Culture

Butter Queen

A light-as-air cookie with a century-old French pedigree

By Laura Loesch-Quintin


Published on December 5, 2014

Each year when I visit my grandfather in Brittany, a pastoral region on France's northwest coast, I return bearing delicious gifts for my friends: thin, delicate butter cookies called galettes bretonnes. What sets them apart are the Breton farmstead ingredients: freshly milled flour, just-laid eggs, and the region's signature beurre demi-sel, a creamy butter containing less than 3 percent salt. Rich and subtly sweet, the cookies are heavenly crumbled over ice cream or nibbled alongside an afternoon cup of tea.

Galettes bretonnes are found throughout Brittany, but they first gained popularity in the small milling town of Pont-Aven toward the end of the 19th century. The boulangers there, who often exchanged bread for local farmers' butter, used the excess dairy to make gâteau breton, a dense butter cake a foot in diameter that functioned as the sacramental bread.

The cake proved so cumbersome and weighty that the boulangerie customers who bought it to take to church began requesting smaller versions. To satisfy them, the bakers developed a cookie-sized variation that they called galettes.

The local specialty earned its fame in the late 1800s, when Paul Gauguin and other members of the Pont-Aven school of art drew flocks of tourists to the town aboard the new railroads, and shops dedicated to the treats proliferated.

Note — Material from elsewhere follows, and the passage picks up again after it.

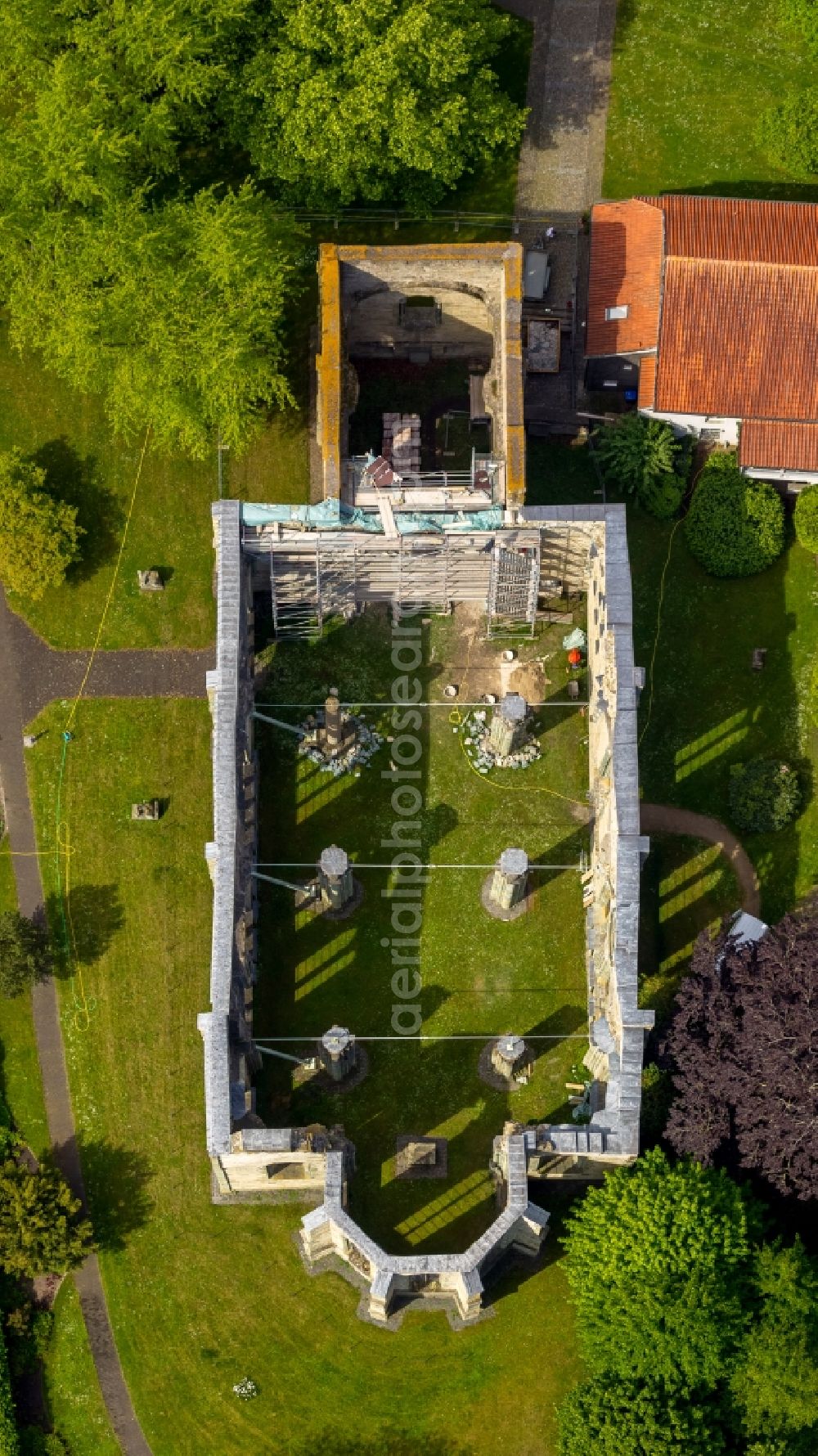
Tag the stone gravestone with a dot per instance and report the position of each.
(151, 580)
(510, 880)
(335, 879)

One such store, Traou Mad de Pont-Aven, opened by the Le Villain family in 1920, has been making galettes de Pont-Aven for nearly a century. Today, the Le Villains' cookies—crispy and golden with just a hint of salt to balance their sugar—are snatched up by vacationing Parisians and overseas travelers alike. But you don't have to go to Brittany to get them. Traou Mad de Pont-Aven's galettes de Pont-Aven can be ordered ($5 for a 3.5-oz. box) from simplygourmand.com.